アイ
跡邊朋佳
Atobe Tomoka
屋代研究室
その他
光と影_すべてが「私」をつくっている
他者の視線に照らされた自分は「光」として形づくられ、
自分だけが知る感情や弱さは「影」として内側に沈んでいく。
本作は、他者から見た自分と、自分自身が知っている自分とのあいだに生まれたズレや違和感を、光と影の対比によって可視化したものである。
同じ一人の人間でありながら、見る角度によってまったく異なる存在になってしまう――その苦しさと静かな葛藤を表現している。

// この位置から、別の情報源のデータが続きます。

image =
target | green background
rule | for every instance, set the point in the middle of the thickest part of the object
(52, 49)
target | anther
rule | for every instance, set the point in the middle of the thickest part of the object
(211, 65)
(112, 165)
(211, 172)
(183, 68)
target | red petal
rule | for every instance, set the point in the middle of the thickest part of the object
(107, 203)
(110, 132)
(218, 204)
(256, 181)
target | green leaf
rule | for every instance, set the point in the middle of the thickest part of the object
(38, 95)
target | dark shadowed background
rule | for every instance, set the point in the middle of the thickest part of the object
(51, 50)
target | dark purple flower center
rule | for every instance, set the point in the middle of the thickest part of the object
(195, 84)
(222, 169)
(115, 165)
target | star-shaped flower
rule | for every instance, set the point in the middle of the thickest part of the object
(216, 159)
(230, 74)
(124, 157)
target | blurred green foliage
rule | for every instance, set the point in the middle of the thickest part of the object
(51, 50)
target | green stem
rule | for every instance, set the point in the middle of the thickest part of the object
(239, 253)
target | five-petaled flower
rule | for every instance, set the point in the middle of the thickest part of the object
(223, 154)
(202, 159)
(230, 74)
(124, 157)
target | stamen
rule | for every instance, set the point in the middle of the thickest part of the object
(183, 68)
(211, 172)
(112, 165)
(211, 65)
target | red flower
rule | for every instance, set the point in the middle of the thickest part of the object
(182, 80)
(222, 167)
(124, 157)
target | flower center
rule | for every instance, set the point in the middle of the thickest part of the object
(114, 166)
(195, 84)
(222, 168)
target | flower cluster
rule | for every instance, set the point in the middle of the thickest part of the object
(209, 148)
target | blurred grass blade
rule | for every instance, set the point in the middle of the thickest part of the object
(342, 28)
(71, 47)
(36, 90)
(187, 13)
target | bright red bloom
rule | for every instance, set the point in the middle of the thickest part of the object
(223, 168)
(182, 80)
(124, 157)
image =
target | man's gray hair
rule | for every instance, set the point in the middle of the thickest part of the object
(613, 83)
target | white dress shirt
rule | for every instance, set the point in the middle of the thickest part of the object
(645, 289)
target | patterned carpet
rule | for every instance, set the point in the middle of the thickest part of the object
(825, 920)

本作品は「光と影」をテーマに、他者から見える姿と、自分の内側にある感情との間に生まれるズレを表現しています。
薄手の布は、内面の複雑な構造や感情の揺らぎを象徴し、空気の流れによって常に揺れ動くように設計しました。
制作を通して、周囲との関係の中で生まれる違和感や葛藤もまた、否定されるべきものではなく、個人を形作る大切な一部であると捉えるようになりました。光と影が共に存在するように、本作ではその両方を含んだ姿に目を向けています。
この作品が、ご覧になる方それぞれにとって、ご自身を見つめ直し、改めて自分のを受け入れるきっかけとなれば幸いです。
制作にご協力くださった方々、ご指導いただいた皆様、そしてご鑑賞くださった皆様に、心より感謝申し上げます。